While the business is 100 percent family-owned, it's also 100 percent non-family run. The family, as stockholders, set the tone and direction for the company. The board, which comprises a majority of outside members — the nine-member board has five from outside the family — determines distributions, the vision and chooses the CEO, who is also outside the family.
"What that really means is that for each one of the shareholders, they go out and find their own passion and they figure out what they want to do because we feel like the most valuable asset that we bring to the family business is of value creation of individuality," he says. "And that allows for the shareholders to not feel like they are reliant on the business. The business can go out and do what it needs to do, which is grow, take care of our employees, take care of our community and have an impact in social, and also make revenue, which is what the business model is."
For Herschend, every generation in the family needs to decide if they want to be an owner. About 10 years ago, the cousin's generation had disagreements on governance and where the family was going with the company, which put the company's board of directors in a bad spot.

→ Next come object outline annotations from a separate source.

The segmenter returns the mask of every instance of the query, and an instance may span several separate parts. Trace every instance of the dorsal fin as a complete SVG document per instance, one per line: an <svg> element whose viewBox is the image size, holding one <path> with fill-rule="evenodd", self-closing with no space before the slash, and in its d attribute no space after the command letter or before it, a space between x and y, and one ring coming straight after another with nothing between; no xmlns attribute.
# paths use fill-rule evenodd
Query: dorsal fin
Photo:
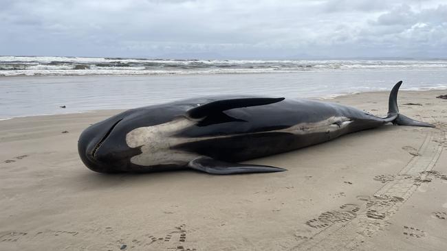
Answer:
<svg viewBox="0 0 447 251"><path fill-rule="evenodd" d="M208 115L241 107L263 106L284 100L284 97L248 97L212 101L188 110L192 119L200 119Z"/></svg>

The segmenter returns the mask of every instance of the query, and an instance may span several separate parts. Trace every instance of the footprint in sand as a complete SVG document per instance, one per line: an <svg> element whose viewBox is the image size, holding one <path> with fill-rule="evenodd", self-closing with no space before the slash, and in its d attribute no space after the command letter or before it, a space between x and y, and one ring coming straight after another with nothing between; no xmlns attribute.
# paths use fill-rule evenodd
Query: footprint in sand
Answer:
<svg viewBox="0 0 447 251"><path fill-rule="evenodd" d="M374 180L380 181L382 183L386 183L389 181L394 180L395 176L391 174L382 174L374 176L373 178Z"/></svg>
<svg viewBox="0 0 447 251"><path fill-rule="evenodd" d="M404 235L406 235L407 238L408 237L421 238L425 237L425 232L424 232L424 230L422 230L419 228L413 226L404 226L403 234Z"/></svg>
<svg viewBox="0 0 447 251"><path fill-rule="evenodd" d="M28 155L25 154L25 155L18 156L17 157L14 157L14 158L17 159L17 160L21 160L23 158L25 158L28 157ZM16 162L16 161L17 160L5 160L3 162L5 163L12 163Z"/></svg>
<svg viewBox="0 0 447 251"><path fill-rule="evenodd" d="M431 214L434 217L439 219L447 219L447 213L446 212L433 212Z"/></svg>
<svg viewBox="0 0 447 251"><path fill-rule="evenodd" d="M360 207L354 204L345 204L340 206L341 210L333 210L323 213L318 218L308 220L306 225L314 228L325 228L334 224L347 222L357 217Z"/></svg>
<svg viewBox="0 0 447 251"><path fill-rule="evenodd" d="M419 156L420 154L417 152L417 150L413 147L406 145L402 147L402 150L408 152L408 154L413 156Z"/></svg>
<svg viewBox="0 0 447 251"><path fill-rule="evenodd" d="M0 232L1 242L17 242L21 237L28 235L27 232Z"/></svg>
<svg viewBox="0 0 447 251"><path fill-rule="evenodd" d="M21 160L21 159L23 159L23 158L25 158L28 157L28 156L26 155L26 154L25 154L25 155L21 155L21 156L17 156L16 158L18 159L18 160Z"/></svg>

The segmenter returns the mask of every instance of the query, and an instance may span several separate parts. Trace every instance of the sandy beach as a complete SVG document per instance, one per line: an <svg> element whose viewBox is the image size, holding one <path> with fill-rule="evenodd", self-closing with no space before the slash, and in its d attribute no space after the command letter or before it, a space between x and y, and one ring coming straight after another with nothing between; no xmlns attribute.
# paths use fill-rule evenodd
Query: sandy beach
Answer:
<svg viewBox="0 0 447 251"><path fill-rule="evenodd" d="M274 174L96 174L78 137L118 110L0 121L0 250L445 250L444 94L399 94L401 113L436 128L386 126L250 161L288 169ZM388 95L330 101L383 115Z"/></svg>

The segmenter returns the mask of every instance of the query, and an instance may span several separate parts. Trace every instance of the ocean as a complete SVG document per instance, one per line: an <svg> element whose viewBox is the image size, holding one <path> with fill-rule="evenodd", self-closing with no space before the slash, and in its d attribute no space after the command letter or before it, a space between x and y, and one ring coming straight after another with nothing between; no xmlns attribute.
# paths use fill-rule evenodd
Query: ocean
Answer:
<svg viewBox="0 0 447 251"><path fill-rule="evenodd" d="M0 56L0 119L219 94L331 98L387 91L399 80L403 90L446 89L447 60Z"/></svg>

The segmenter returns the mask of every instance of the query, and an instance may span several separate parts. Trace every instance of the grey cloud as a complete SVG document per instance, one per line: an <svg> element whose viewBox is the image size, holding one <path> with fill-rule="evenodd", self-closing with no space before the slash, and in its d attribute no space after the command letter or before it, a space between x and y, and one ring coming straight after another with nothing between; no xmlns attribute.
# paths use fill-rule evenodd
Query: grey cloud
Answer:
<svg viewBox="0 0 447 251"><path fill-rule="evenodd" d="M0 54L444 55L442 1L0 2Z"/></svg>

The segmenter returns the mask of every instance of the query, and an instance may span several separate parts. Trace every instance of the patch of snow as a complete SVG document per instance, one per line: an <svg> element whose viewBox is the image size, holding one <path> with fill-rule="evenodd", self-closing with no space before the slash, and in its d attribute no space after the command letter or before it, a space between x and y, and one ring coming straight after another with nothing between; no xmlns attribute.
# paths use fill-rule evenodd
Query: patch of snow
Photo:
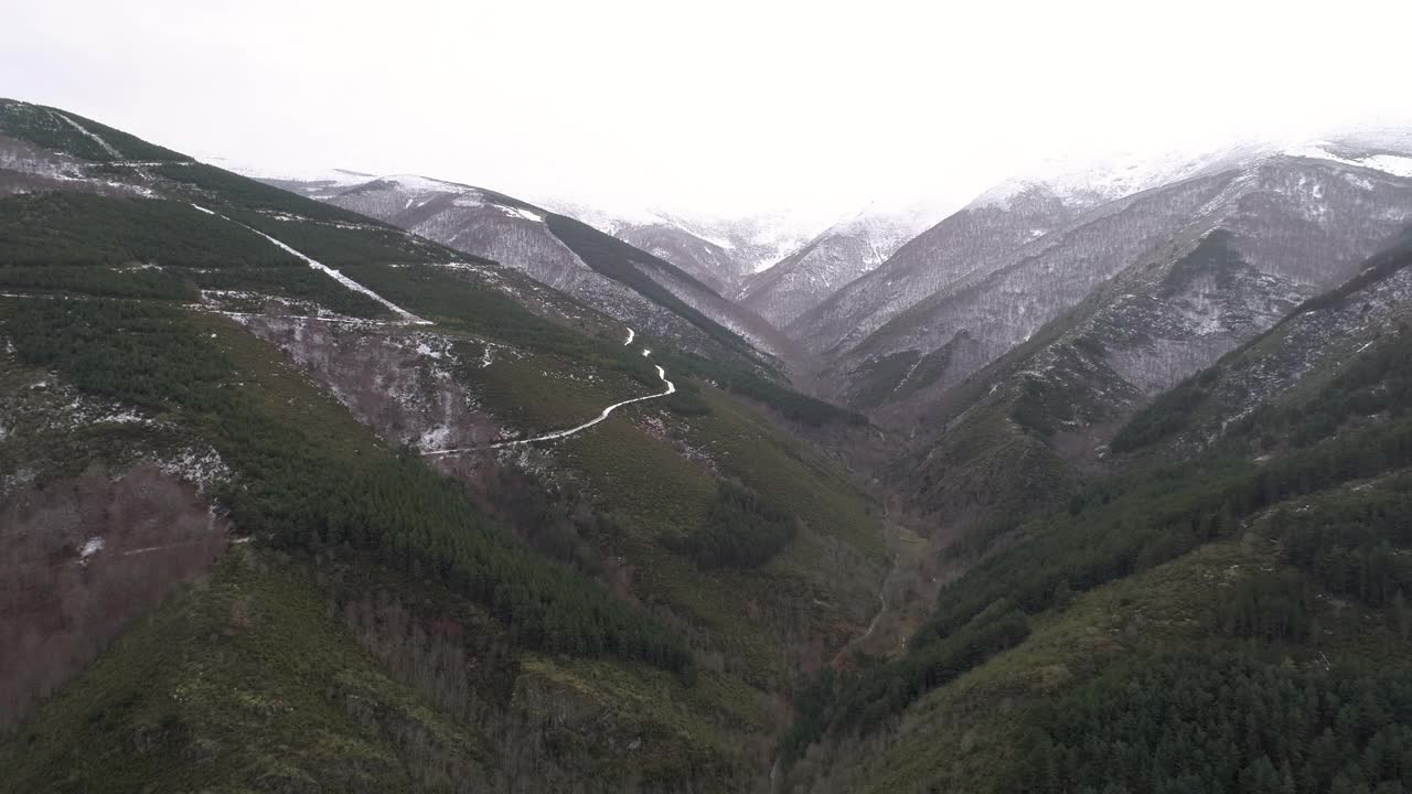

During that disagreement, the family brought in outside consultants and everyone discussed their positions. Those family members who wanted to sell, a structure was in place to sell shares that family members could then buy. They also have a way for the company to buy shares if needed. It will happen that family members will want to sell and leave the business, so the right mechanics and governance structure need to be in place, which will be shaped with the help of outside advisers.
It is one reason why he says it's important to start the process early for the newest generation to understand who they are, and the process of governance.
"The one thing that I've seen, and we see when looking at an opportunity for an acquisition, is that a lot of the family-owned founder-led businesses have a really good business governance but they have no family governance, and they need to make sure that they understand who they are as a family post-sale," he says. "And if their name is on the business, it's even harder for that transition to happen. You want to make sure that the family can walk away from the business and that there's value there. And the biggest thing is that the family then also needs to make a decision if they want to be a family that's in business together. So, the brick-and-mortar is gone but the family wants to be in business together. That's a very big distinction, and we should have started that way earlier."
In family-owned businesses, he says the model where the family chooses one child to run the company is becoming more obsolete.
"The one child taking over the family business because they were born in the right spot or they were chosen by mom or dad to run the businesses is not happening," Herschend says. "They're bringing in outside advisers into the business to help grow it. And that then also makes the turn internally within the family-owned business that the shareholders say, 'Maybe I don't need to be a part of this business and I could sell my shares and I want to look at doing an exit because now I'm looking at this company as owning Amazon and not the family business.' And that's the biggest thing that we're seeing."